The biggest infrastructure projects of 2013

NEW YORK — Struggling economies put the brakes on infrastructure building during the financial crisis, and construction hasn’t really revved back up. That slowdown is going to hurt us, some say.

The Boston Consulting Group says the world needs to invest $1 to $1.5 trillion more in infrastructure every year through 2030 to ensure that traffic keeps moving, ports and airports remain open and lights stay on in factories and homes.

However, the big old bank loans that used to support these projects have dried up, continued high levels of unemployment have depressed tax revenue and government austerity programs are squelching spending.

Financing these projects, then, demands ingenuity and a new level of collaboration between project developers, government officials, bankers and investors.

That's where the Sixth Global Strategic Infrastructure Leadership Forum comes in.

The annual event, organized by Washington-based infrastructure promotion firm CG/LA Infrastructure Inc., gathered some 400 infrastructure experts in New York City last week to network and discuss the way forward.

The forum included progress reports from 40 major rail, road, port, bridge, water and electricity projects from 26 countries. Here are some of the standouts:

Etihad Rail, a 1,200 kilometer freight railway that will extend across the United Arab Emirates, from the border of Saudi Arabia to the border of Oman; Detroit River International Crossing, a new six-lane bridge between Windsor, Ontario, and Detroit, Mich., designed to facilitate increased trade between the US and Canada; and a new third airport in Istanbul that will eventually serve 150 million passengers a year.

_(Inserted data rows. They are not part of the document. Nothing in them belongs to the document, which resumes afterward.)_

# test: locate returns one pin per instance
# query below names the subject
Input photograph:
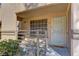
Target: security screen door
(38, 30)
(58, 32)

The featured projects were drawn from CG/LA Infrastructure’s 2013 Top 100 Global Infrastructure Projects list, which identifies projects of more than $100 million around the world that offer a business opportunity — be it an investment opportunity or a 35-year contract to operate an airport — to investors or developers in 2013.

The projects that made the cut were those judged to have the most potential to boost local or regional economic productivity, create jobs and increase their countries’ global competitiveness.

According to CG/LA Infrastructure, the countries poised to spend big on infrastructure in 2013 are Brazil, followed by India, Canada, China, the United States, Saudi Arabia, Russia, Turkey, Colombia, the United Arab Emirates and Australia.

Most investment is aimed at strategic infrastructure ($113.9 billion), urban mass transit ($83.6 billion), freight and passenger rail ($72.7 billion) and renewable energy generation ($70.5 billion).

Many of this year’s top 100 projects focus on making cities work better. One such project is Hyderabad Metro Rail in southern India, a 40-mile, 66-station elevated metro rail system due to be completed in 2017.

“We are doing it as a total system connected to the main rail, bus depots and the local rail,” NVS Reddy, managing director of Hyderabad Metro Rail Ltd., said of the $2.6 billion project.

“Bicycle tracks, sidewalks, skywalks — these are all going to be part of the system. So we’re not looking at Hyderabad Metro as [just] a single transit system. We’re asking, ‘How do we make use of this project as an opportunity to redesign [Hyderabad] as a people-friendly, eco-friendly city?’”

Hyderabad Metro is also the world’s largest mass transit system being financed and operated as a public-private partnership. (The state government of Andhra Pradesh is working with Larsen & Toubro Ltd., India’s largest engineering and construction company.)

PPPs or P3s — arrangements in which private sector companies build and operate infrastructure, sometimes with government support — were a hot topic at the conference, in spite of the fact that currently only 15 percent of global infrastructure projects were structured this way in 2012, according to Dealogic.

Infrastructure developers are embracing “a totally new world of how projects are paid for, who operates them and who takes on risk,” Craig Guzinsky, director of business development at CG/LA Infrastructure, said. “Developing countries are getting their credit ratings up and starting to do much more complex transactions,” like PPPs.

That’s because infrastructure development is too important an activity to let stagnate, builders maintain.

“Infrastructure affects the competitiveness of every business in the world,” Frederico Martinez Urmenenta, chairman and CEO of Mexico City-based Grupo Tradeco, builder of Mexico’s Baluarte Bridge, said in a presentation.

“We need to see infrastructure not just as a target, but… as a tool for economic growth in our countries.”